If you see any modified files, ask yourself two questions: 1. Is this a file normally modified over time, e.g. a log file? 2. Did I upgrade Joomla! or an extension which contains this file? If it's a file normally modified over time you can safely ignore it. If it's not and especially if it's a file containing executable code (e.g. PHP, JS) you have to be very careful. If the reference archive was taken right before the extension upgrade and the current archive right after that, seeing this extension's files - and only this extension's files! - modified is normal. If in doubt, extract the current archive and compare those files against those in the extension's archive. Same goes for Joomla! upgrades. Especially for Joomla! upgrades you can use the full Joomla! distribution file as the reference archive and your latest site backup as the current archive. There should be no modified or deleted files, only added files. If not, someone has tampered with your core Joomla! files, which sounds like having been hacked, doesn't it?
In the case of removed files, you have to ask yourself similar questions. What were those files? If you believe they were part of an essential feature of your site, it sounds very suspicious. You get the picture, right?

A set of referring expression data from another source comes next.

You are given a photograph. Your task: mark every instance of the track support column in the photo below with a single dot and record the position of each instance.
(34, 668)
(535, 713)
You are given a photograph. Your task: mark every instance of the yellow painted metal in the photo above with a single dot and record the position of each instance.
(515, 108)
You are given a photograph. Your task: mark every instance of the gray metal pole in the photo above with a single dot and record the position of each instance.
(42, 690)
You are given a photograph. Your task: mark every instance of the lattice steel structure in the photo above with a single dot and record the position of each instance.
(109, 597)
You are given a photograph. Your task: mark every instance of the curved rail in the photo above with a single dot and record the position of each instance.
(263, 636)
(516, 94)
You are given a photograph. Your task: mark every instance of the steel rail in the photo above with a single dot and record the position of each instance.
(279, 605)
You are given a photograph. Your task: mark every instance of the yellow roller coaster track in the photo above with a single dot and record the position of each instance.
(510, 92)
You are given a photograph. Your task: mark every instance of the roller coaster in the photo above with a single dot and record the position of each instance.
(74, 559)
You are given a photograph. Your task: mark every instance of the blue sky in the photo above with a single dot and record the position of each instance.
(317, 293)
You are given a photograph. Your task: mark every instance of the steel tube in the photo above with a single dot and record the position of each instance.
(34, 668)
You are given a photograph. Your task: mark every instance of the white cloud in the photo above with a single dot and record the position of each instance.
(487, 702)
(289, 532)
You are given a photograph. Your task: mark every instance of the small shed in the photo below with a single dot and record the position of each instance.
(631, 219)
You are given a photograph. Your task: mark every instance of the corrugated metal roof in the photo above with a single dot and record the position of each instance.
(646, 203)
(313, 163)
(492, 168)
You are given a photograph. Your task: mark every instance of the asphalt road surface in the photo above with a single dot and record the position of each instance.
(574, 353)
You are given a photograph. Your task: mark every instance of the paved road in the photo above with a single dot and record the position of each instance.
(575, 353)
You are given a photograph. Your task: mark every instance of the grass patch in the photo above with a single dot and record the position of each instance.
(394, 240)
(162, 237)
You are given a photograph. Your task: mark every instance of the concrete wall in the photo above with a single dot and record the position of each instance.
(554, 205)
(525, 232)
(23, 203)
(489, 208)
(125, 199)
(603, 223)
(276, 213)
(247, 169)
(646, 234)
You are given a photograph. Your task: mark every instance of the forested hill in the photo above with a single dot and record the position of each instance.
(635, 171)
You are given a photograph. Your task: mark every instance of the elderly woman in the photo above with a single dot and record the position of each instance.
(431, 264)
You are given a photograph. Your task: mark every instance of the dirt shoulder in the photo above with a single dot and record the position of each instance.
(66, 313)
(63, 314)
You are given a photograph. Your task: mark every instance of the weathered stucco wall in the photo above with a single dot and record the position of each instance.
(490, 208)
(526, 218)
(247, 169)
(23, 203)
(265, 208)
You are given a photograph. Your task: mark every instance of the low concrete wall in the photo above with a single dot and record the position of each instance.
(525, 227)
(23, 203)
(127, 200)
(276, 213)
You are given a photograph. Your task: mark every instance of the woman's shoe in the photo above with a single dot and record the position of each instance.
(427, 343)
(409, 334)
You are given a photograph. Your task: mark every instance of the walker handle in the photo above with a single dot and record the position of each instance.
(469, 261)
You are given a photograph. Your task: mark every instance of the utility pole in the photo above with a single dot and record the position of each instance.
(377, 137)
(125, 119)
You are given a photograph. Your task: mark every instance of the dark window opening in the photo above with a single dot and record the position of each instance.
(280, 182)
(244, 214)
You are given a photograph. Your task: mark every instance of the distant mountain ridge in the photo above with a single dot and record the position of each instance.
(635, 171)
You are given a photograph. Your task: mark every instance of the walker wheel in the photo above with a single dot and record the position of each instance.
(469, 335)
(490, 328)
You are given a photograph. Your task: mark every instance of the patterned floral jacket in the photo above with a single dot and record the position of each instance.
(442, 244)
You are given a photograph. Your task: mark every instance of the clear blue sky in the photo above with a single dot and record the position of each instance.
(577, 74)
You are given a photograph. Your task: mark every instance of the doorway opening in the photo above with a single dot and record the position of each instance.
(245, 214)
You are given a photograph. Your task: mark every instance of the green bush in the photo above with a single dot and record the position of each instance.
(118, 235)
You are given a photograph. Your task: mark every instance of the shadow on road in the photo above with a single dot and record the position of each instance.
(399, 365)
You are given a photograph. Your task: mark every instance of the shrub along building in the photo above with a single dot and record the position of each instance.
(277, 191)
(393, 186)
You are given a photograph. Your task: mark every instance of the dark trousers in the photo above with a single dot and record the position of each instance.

Finally, do not overlook added files! If you see executable code files added to your site (e.g. PHP and JS files), or even archives and encoded files, which you didn't put there it may be a sign of a silent intrusion. This is a nightmare scenario: somebody hacks into your site, places some "back door" and waits a while before exploiting this. The real nightmare of this scenario is that once they activate their exploit you may very well end up chasing your tail: once you think you have "cleaned" your site, the hack comes back. We've all have read about this many times in the forums and blog posts all over the Internet. So, if you see suspicious files added which you didn't put in there yourself, be alert! Analyze them and act accordingly. Do note that removing them is usually not enough. You also have to indentify the point of intrusion to make sure this doesn't happen again.
Updates
After this article was written, SiteDiff received an overhaul and was made a part of the Akeeba Backup native tools, rebranded as Akeeba SiteDiff. Stable and beta releases are always available in the AkeebaBackup.com download area. The Native Tools version is about 100x faster than the pre-release version originally posted here. Comparing two 200Mb archives with 11000 files each should now take approximately 20 seconds!